Structure-function analysis of stress-induced phosphatase

Research project P 14631 Structure-Funktion Analysis of Stress-induced Phosphatase Heribert HIRT 09.10.2000 In yeast, animals, and plants, many stresses are signaled through highly conserved MAPK (mitogen-activated protein kinase) cascades. We have recently identified MP2C, encoding a Medicago PP2C (protein phosphatase 2C), as a negative regulator of yeast and plant MAPK pathways. Biochemical analysis showed that MP2C but not several other plant PP2Cs functions as a NLAYK phosphatase. Structural analysis revealed that the unique noncatalytic N-terminus of MP2C contains a MAPK docking site that is required for substrate interaction and specificity. In this work, the analysis of MP2C will be extended to a genetic investigation of the biological function of AP2C, the Arabidopsis homologue of MP2C. Besides performing a structure-function genetic analysis of AP2C, interacting partners of AP2C will be isolated and analysed by biochemical methods.
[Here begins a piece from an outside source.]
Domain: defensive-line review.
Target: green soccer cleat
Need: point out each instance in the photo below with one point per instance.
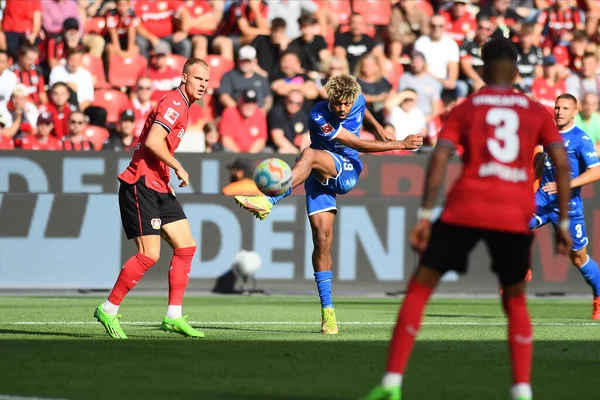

Protein phosphatases of type 2C (PP2Cs) play important roles in eukaryotic signal transduction. In contrast to protein phosphatases of type 1, 2A and 2B, PP2Cs act as monomers, indicating that this class of phosphatases must contain all the information for substrate specificity and regulation. In plants, several classes of PP2Cs have been isolated showing a common structure with a conserved phosphatase domain and unique N-terminal extensions of variable lenghts. In a previous project, we had isolated MP2C, a PP2C that acts as a negative regulator of a mitogen-activated protein kinase (MAPK) pathway in yeast. In this project, we showed that MP2C is a MAPK phosphatase that inactivates MAPKs through direct physical interaction and threonine dephosphorylation of the pTEpY motif that is necessary for activity of MAPKs. Binding studies demonstrated that the N-terminus but not the catalytic domain of MP2C is necessary and sufficient for MAPK interaction. The N-terminus of MP2C contains a consensus MAPK docking motif that is conserved in several mammalian MAPK-interacting proteins, including the transcription factor Elk1, the protein kinases Rsk1 and MEK1, and the tyrosine phosphatase PTP-SL. Structure- function analysis of MP2C with two other plant PP2Cs, ABI2 and AtP2C-HA, revealed that the N-terminus is involved in determining the substrate specificity of the phosphatases. Considering the structural similarity of eukaryotic PP2Cs, these data suggest that the unique domains of PP2Cs play an essential role in determining substrate interaction and specificity.